Just up the road from Ben Yehuda is another pedestrian area with a bit more of a funky vibe, Little Bezalel. Bordering on the groovy Nachalot neighborhood, Little Bezalel boasts a number of off-the-beaten-path clothing and art boutiques and cafes. Plus, every Friday the area gets highly active with the Bezalel Arts Fair (pictured), full of crafts, wares and music that is quickly turning the pocket of blocks into Jerusalem's version of Tel Aviv's Nachalat Binyamin.
Even if you don't plan on buying anything, it's a great place to browse and meet with friends, or make new ones, especially on weekday afternoons, when the art students are out and about, going about their serious for-art's-sake business.
For a more mainstream experience shopping, or observing the shoppers, the Malcha Mall, a sprawling indoor shopping center with pretty much every locally available major fashion chain and more, also earns our vote.

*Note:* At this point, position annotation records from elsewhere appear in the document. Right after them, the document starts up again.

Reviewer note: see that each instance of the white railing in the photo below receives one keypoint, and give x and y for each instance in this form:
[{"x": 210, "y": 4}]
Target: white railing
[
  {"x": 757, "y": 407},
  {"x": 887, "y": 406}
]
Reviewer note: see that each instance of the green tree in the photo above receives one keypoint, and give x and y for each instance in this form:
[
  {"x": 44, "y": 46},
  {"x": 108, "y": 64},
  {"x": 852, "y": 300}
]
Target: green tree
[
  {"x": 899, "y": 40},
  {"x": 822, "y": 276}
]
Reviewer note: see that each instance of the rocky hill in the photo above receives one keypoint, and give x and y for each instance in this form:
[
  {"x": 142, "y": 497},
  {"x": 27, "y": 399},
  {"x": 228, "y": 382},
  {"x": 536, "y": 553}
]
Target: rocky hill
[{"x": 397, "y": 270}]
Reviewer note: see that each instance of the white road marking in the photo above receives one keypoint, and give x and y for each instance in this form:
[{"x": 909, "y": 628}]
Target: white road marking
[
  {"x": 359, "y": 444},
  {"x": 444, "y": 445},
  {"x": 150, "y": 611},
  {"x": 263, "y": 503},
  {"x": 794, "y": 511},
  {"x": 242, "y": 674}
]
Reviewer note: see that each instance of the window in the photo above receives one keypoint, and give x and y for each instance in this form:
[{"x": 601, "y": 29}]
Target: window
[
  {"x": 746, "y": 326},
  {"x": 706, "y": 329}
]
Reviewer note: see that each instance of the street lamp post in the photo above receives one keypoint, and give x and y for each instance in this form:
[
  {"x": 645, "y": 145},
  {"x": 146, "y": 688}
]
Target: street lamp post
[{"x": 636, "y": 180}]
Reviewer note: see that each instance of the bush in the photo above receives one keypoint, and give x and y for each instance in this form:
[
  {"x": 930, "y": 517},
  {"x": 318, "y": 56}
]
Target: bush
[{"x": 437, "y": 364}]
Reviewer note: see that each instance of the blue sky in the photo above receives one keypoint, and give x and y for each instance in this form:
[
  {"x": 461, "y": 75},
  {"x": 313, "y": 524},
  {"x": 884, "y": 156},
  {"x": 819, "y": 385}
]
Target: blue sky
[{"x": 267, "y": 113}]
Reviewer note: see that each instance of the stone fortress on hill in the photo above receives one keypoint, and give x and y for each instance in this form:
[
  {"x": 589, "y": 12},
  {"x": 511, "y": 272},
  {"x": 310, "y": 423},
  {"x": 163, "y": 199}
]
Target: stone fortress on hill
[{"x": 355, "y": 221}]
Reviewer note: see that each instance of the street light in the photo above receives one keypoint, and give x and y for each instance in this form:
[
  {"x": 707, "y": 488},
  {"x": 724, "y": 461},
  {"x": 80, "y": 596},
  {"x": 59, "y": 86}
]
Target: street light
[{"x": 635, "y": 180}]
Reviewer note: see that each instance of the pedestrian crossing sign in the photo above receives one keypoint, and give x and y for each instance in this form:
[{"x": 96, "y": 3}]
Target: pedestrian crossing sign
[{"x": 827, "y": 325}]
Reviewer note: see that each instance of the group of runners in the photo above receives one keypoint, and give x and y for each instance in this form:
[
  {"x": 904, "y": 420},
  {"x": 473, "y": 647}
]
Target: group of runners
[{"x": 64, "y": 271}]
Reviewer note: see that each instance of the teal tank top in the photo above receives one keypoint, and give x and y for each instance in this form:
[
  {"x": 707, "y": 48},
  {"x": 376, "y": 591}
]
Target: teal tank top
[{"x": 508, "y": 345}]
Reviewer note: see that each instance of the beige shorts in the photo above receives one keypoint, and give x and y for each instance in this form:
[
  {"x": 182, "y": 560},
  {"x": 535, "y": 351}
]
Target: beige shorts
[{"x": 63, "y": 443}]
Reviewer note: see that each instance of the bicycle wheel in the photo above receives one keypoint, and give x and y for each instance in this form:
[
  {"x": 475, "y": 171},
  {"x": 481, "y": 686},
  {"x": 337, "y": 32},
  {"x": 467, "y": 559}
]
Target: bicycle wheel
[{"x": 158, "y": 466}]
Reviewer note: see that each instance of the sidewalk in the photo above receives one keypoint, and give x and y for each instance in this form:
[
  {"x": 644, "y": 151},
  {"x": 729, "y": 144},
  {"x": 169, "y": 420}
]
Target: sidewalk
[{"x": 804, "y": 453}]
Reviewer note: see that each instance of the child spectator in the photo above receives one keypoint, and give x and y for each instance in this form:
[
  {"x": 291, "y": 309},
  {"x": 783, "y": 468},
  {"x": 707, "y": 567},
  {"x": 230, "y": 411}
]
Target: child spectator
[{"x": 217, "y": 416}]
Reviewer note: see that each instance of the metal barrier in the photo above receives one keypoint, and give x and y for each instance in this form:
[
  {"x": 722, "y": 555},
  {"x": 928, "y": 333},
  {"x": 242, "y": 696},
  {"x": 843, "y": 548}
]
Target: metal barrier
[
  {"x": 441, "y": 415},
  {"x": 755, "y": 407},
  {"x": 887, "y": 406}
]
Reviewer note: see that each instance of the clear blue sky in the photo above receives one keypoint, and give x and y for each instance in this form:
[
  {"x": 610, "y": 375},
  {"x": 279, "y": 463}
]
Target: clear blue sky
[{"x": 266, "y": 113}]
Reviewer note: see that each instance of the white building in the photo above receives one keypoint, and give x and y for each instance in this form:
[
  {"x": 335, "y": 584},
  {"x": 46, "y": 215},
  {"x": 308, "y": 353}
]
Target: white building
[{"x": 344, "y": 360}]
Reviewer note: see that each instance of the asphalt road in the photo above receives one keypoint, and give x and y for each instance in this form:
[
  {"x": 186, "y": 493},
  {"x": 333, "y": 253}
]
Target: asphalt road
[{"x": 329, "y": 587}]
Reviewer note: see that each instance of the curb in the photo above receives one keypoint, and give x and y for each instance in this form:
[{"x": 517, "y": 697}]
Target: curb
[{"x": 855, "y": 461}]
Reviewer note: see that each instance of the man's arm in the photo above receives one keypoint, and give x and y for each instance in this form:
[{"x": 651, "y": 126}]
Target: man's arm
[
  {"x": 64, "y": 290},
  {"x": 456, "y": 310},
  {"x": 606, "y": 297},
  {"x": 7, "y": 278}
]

The mall is almost always teeming with activity and offers a number of decent dining options as well - plus there is often some festival or carnival going on there for kids and adults. Salt-of-the-earth Jerusaemite families can be fun to watch here.
If there is one place where outdoor dining reigns supreme it is Emek Refaim, in the German Colony, a strip of trendy upper-shelf restaurants, top-notch cafes, chain restaurants and low-key falafel stands. Despite the narrow sidewalks, almost every restaurant offers a section for eating outside, and even if you're not hungry, pedestrian cruising and looking out for friends has become a favorite activity, especially among the city's English speakers.
Right at the nexus of it all is Caffit, an unpretentious cafe, where you can grab a late brunch on Fridays and watch Jerusalem's bourgeois weekenders enjoying themselves.
Steps of the Holy Sepulchre
Deep inside the Old City's Christian Quarter is one of Christendom's holiest sites, the Church of the Holy Sepulchre. While the church welcomes visitors all week long, on Sunday mornings, things get serious, as thousands flock for Mass at 6:30 in the summer and 5:30 in the winter. The steps in front of the church make for a people watching treat, as monks and priests commingle with camera-toting, matching-hatted tourists and Old City denizens of all types.
To get to or from the Holy Sepulcher, one invariably passes through the Arab market, a bustling relic of old Jerusalem which earns an honorable mention. The shopkeepers are always willing to talk (especially if you look interested in buying something) and may even invite you to sit down and have coffee or a pull of the hookah. On your way out of the Old City, pass the busy plaza outside of Damascus Gate, the center of eastern Jerusalem's commerce, where load-bearing donkeys jostle with shoppers among the various stalls and businesses. The terracing of the plaza here makes for comfortable amphitheater-like seating, the gate itself serving as a sort of stage.
The Tayelet offers great views of two things: scenery and people. The walkway-oriented park along the crest of a mountain in southeastern Jerusalem, officially called the Haas Promenade, offers an unparalleled vista of the Old City, the new city and the desert all the way down to the Dead Sea. Families and singles from the nearby residential neighborhoods have made the Tayelet a favorite spot for strolling or relaxing on Shabbat, and the area also fills up with the tour groups that have made the park one of the must-see stops in Jerusalem. Grab a spot in the shade of a cyprus tree and enjoy the show.